Ein Mahner also, der mit der Autorität seines Amtes und dem Blick von außen dazwischenruft, der aufweckt: Franziskus, der Papst aus Argentinien, hat diese Rolle in seiner Dankesrede vor den führenden EU-Politikern sowie unter anderem Bundeskanzlerin Angela Merkel und dem italienischen Ministerpräsidenten Matteo Renzi erneut angenommen: Er forderte die europäischen Staaten auf, sich angesichts schwieriger Zeiten wieder auf ihre gemeinsamen Werte zu besinnen und nationalen Egoismen entschlossen entgegenzutreten. Franziskus warb für einen "neuen europäischen Humanismus".

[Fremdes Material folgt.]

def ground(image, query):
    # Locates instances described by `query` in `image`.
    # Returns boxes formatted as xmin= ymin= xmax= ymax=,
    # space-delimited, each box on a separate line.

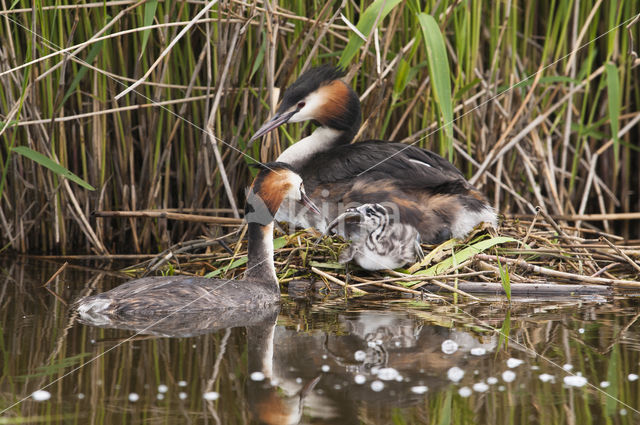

"Die Kreativität, der Geist, die Fähigkeit, sich wieder aufzurichten und aus den eigenen Grenzen hinauszugehen, gehören zur Seele Europas", sagte Franziskus. Aus diesem Geist der Erneuerung heraus habe Europa der Menschheit nach dem Zweiten Weltkrieg bewiesen, "dass ein neuer Anfang möglich war". Doch jenes "Klima des Neuen, jener brennende Wunsch, die Einheit aufzubauen", so Franziskus, "scheinen immer mehr erloschen".

Franziskus erinnerte an seine Rede im Europaparlament im November 2014, als er Europa mit einer "unfruchtbaren Frau" verglichen hatte, unfähig, Neues hervorzubringen. "Was ist mit dir los, humanistisches Europa, du Verfechterin der Menschenrechte, der Demokratie und der Freiheit?", fragte Franziskus im Apostolischen Palast. "Was ist mit dir los, Europa, du Heimat von Dichtern, Philosophen, Künstlern, Musikern, Literaten? Was ist mit dir los, Europa, du Mutter von Völkern und Nationen, Mutter großer Männer und Frauen, die die Würde ihrer Brüder und Schwestern zu verteidigen und dafür ihr Leben hinzugeben wussten?"

Die Politiker von heute müssten die "Idee Europa" aktualisieren

Der Papst appellierte daran, sich die Botschaft der Gründerväter Europas in Erinnerung zu rufen. So habe Robert Schuman eine "Solidarität der Tat" eingefordert und gerade jetzt, "in dieser unserer zerrissenen und verwundeten Welt", so Franziskus, sei es notwendig, zu dieser Solidarität der Tat zurückzukehren. Die heutigen Politiker müssten sich der Herausforderung stellen, die "Idee Europa" zu aktualisieren, die auf der Fähigkeit zur Integration, der Fähigkeit zum Dialog und der Fähigkeit, etwas hervorzubringen, beruhe.

"Die europäische Integration", so Franziskus, "ist und war immer eine dynamische und multikulturelle Identität." Franziskus bezog dabei Zivilisationen und Völker außerhalb der gegenwärtigen EU-Grenzen explizit mit ein. Echte Integration, sagte Franziskus mit Blick auf die Flüchtlinge in Europa, bedürfe einer kulturellen, nicht allein einer geografischen Eingliederung. Sie müsse jedem Menschen ein Leben in Würde ermöglichen. Alle Bestrebungen zur Vereinheitlichung dagegen verurteilten Europa "zu einer grausamen Armut: jene der Exklusion". Er träume von einem Europa, so Franziskus, "in dem das Migrantsein kein Verbrechen ist".

Der Papst richtete seine Rede ausdrücklich nicht nur an die Politik, sondern an alle Europäer. Die gegenwärtige Situation sei ein "deutlicher Appell an die persönliche und soziale Verantwortung". Bloße Zaungäste lasse sie nicht zu.

Franziskus appellierte aber nicht allein an die Integration der Flüchtlinge, er warb auch dafür, die jungen Europäer in das europäische Projekt einzubinden - und dies gelinge nur, wenn man ihnen nicht die Arbeit vorenthalte. Andernfalls riskiere der Kontinent, dass junge Europäer "auf der Suche nach Idealen und nach einem Zugehörigkeitsgefühl" anderswohin gingen. Wohin genau, das ließ der Papst offen. Es sei nötig, wiederholte Franziskus eine bereits mehrfach geäußerte Forderung, "von einer Wirtschaft, die auf den Verdienst und den Profit auf der Basis von Spekulation und Darlehen auf Zinsen zielt, zu einer sozialen Wirtschaft überzugehen, die in die Menschen investiert, indem sie Arbeitsplätze und Qualifikation schafft".